Tr. : « Socrate est reconnu pour avoir le premier tourné la philosophie entière à la correction et au règlement des mœurs, alors qu’avant lui, tous consacraient leur plus grande attention plutôt à la recherche des vérités physiques, c’est-à-dire naturelles. Il ne me paraît pas possible de tirer au clair si c’est par dégoût de ces questions obscures et incertaines que Socrate dirigea son esprit vers la découverte de quelque chose de clair et de certain, qui fût nécessaire à cette félicité à laquelle seule le génie de tous les philosophes ont consacré leurs veilles et leurs travaux, ou si, suivant quelques interprètes bienveillants, il ne voulait pas que des âmes rendues impures par toutes les passions terrestres aspirent aux choses divines. Car il voyait qu’ils recherchaient les causes naturelles, choses fondamentales et sublimes qu’il croyait relever de la volonté d’un Dieu unique et suprême, ce qui lui faisait juger qu’elles ne pouvaient être comprises que par des âmes pures ; de sorte qu’il pensait qu’il fallait s’appliquer à purifier la vie par de bonnes mœurs, pour que l’âme, soulagée des passions qui l’alourdissent, s’élève par sa force naturelle aux choses éternelles, et contemple par la pureté de l’intelligence la nature de la lumière incorporelle et immuable, où les causes de toutes les natures créées jouissent d’une existence stable ».

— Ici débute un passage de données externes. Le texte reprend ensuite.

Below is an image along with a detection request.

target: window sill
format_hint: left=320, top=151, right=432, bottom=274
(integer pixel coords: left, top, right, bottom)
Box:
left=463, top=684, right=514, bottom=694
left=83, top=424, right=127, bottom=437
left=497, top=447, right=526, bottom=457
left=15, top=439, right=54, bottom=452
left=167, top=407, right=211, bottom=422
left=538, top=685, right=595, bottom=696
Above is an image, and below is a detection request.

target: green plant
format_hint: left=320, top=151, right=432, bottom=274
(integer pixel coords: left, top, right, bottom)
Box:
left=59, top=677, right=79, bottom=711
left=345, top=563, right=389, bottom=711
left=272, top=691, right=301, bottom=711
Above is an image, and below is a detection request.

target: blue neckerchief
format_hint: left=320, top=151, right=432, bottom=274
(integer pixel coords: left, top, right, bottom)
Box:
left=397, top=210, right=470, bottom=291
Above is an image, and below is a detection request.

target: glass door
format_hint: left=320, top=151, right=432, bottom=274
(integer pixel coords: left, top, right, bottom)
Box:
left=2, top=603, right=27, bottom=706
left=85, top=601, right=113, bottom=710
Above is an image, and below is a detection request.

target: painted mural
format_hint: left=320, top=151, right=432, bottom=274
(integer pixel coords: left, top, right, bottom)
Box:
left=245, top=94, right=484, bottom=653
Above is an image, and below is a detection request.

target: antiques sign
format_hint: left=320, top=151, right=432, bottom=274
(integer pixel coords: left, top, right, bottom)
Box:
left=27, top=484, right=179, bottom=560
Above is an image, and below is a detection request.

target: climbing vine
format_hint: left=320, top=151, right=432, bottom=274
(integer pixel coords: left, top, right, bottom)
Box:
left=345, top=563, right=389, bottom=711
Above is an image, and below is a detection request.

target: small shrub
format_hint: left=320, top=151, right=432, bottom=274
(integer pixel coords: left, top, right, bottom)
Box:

Les philosophes qui, selon Augustin, recherchent les causes naturelles, sont les présocratiques.

Pascal reprend l’idée selon laquelle Socrate prépare les idées pré-chrétiennes qu’il attribue à Platon.

Voir Romilly Jacqueline de, Les grands sophistes dans l’Athènes de Périclès, Paris, De Fallois, 1988, p. 34 sq. Avec Socrate, par opposition aux philosophes qui l’ont précédé, seul comptent l’homme et les fins qu’il se propose, et le bien.

Dictionnaire des philosophes, article Socrate, Encyclopaedia universalis, Paris, Albin Michel, 1998, p. 1407 sq.

 

Sur la structure du fragment

 

Ce fragment est la transposition historique d’une construction combinatoire sous-jacente que l’on trouve dans Perpétuité 11 (Laf. 289, Sel. 321). Les Juifs charnels tiennent le milieu entre les chrétiens et les païens. Les païens ne connaissent point Dieu et n’aiment que la terre, les juifs connaissent le vrai Dieu et n’aiment que la terre, les chrétiens connaissent le vrai Dieu et n’aiment point la terre. Les juifs et les païens aiment les mêmes biens. Les juifs et les chrétiens connaissent le même Dieu. » Les Juifs charnels et les païens sont également impuissants, chacun à leur manière, à répandre la vérité, contrairement aux chrétiens qui « connaissent le vrai Dieu et n’aiment point la terre.

Gouhier Henri, Blaise Pascal. Conversion et apologétique, p. 145. Rapprochement avec Perpétuité 8 (Laf. 286, Sel. 318) et Perpétuité 11 (Laf. 289, Sel. 321), sur les catégories théologiques des païens, des Juifs, etc.